Олег Селянкин - Они стояли насмерть
— Смотрите сюда, — начал полковник, и его карандаш быстро побежал по зеленому полю и остановился у черной полоски железнодорожного полотна, пересекающего голубую ленту реки.
Матросы следили за ним внимательно, стараясь запомнить и маленькое озерце, застывшее бледно-голубым пятнышком среди зеленого поля, и отдельные кудрявые деревья, и прямоугольники пашен, деревень, словно не замело снегом озеро, словно не обуглившиеся балки торчат из сугробов там, где еще летом были дома.

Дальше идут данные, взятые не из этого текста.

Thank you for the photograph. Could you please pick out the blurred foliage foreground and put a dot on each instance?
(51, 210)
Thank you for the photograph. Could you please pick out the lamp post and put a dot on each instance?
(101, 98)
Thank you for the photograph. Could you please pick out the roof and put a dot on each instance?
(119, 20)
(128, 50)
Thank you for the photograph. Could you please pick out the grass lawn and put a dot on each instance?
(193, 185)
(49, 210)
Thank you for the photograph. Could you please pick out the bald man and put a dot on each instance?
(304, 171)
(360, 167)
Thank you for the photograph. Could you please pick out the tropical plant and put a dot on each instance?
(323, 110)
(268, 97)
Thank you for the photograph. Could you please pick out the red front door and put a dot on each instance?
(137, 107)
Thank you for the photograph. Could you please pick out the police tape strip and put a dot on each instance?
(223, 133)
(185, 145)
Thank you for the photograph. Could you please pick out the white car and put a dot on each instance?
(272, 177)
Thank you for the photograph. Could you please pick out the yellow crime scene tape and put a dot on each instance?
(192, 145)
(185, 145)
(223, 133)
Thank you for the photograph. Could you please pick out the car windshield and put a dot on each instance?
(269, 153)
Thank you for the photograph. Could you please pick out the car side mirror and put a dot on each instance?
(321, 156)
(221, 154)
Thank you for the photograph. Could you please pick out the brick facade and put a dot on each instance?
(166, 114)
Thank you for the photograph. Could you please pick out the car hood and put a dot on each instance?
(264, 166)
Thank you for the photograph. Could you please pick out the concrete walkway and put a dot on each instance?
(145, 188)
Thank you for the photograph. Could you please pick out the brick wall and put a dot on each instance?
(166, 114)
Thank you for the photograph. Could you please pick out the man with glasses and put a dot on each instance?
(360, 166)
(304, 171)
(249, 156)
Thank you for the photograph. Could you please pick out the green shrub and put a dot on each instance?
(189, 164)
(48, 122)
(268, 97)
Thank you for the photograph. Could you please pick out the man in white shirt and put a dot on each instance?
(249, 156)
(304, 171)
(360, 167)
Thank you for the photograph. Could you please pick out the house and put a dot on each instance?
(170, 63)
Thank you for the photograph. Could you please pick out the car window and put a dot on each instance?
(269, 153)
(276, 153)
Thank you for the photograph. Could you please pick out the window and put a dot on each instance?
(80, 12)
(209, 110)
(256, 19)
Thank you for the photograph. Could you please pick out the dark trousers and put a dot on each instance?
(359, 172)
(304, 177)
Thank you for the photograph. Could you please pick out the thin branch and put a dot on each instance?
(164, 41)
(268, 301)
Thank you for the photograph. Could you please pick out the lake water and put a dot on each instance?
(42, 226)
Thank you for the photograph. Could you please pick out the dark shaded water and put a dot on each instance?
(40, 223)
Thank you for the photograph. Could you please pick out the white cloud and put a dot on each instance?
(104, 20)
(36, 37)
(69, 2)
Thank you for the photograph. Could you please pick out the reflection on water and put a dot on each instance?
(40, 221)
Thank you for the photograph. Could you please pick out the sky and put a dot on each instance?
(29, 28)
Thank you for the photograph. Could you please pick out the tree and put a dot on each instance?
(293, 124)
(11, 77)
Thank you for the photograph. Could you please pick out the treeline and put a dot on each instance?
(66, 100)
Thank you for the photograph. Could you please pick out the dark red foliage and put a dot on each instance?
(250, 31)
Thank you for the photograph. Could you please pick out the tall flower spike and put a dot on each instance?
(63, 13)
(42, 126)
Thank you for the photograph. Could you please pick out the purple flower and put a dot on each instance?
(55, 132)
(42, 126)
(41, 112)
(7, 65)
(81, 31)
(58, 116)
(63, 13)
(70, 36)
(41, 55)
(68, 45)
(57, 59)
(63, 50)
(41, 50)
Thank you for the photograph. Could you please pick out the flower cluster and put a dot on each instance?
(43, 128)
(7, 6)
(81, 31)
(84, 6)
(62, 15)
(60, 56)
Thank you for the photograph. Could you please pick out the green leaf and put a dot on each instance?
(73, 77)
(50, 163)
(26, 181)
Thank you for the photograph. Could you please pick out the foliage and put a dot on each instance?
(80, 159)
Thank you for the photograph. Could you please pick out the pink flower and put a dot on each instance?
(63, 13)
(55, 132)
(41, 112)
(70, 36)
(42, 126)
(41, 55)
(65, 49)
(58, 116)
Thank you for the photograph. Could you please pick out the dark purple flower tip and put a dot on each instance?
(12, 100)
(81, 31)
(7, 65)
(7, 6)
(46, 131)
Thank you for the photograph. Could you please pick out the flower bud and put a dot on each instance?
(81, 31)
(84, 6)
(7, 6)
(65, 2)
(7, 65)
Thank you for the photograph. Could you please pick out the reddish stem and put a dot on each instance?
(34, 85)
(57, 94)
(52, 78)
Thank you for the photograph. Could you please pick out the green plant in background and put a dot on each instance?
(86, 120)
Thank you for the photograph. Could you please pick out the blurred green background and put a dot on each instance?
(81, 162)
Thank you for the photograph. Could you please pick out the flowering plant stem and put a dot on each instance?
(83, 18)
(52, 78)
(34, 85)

— Командование поручает вам выполнение ответственной задачи, — говорит полковник, и слова его врезаются в память.
«Командование поручает вам!» — ведь это долгожданный сигнал ОТТУДА! Его ждут многие, но первыми получили они, матросы-разведчики. Так разве можно забыть хоть одно слово?
Но полковник говорил недолго, сухими фразами старого военного, который знает цену времени на войне и бережет его больше, чем путник воду в пустыне.
— Через этот мост идут эшелоны. Цель мала, да и погода не позволяет нам использовать авиацию. Нужно взорвать мост. После взрыва захватите «языка», желательно офицера, и обратно. Ясно?
— Так точно, товарищ полковник, — ответил Никишин. Откровенно говоря, у него были вопросы: «Чем рвать?
Как переходить фронт?» — но он промолчал, зная, что лейтенант не напрасно сидел с полковником, когда матросы вошли в шгаб.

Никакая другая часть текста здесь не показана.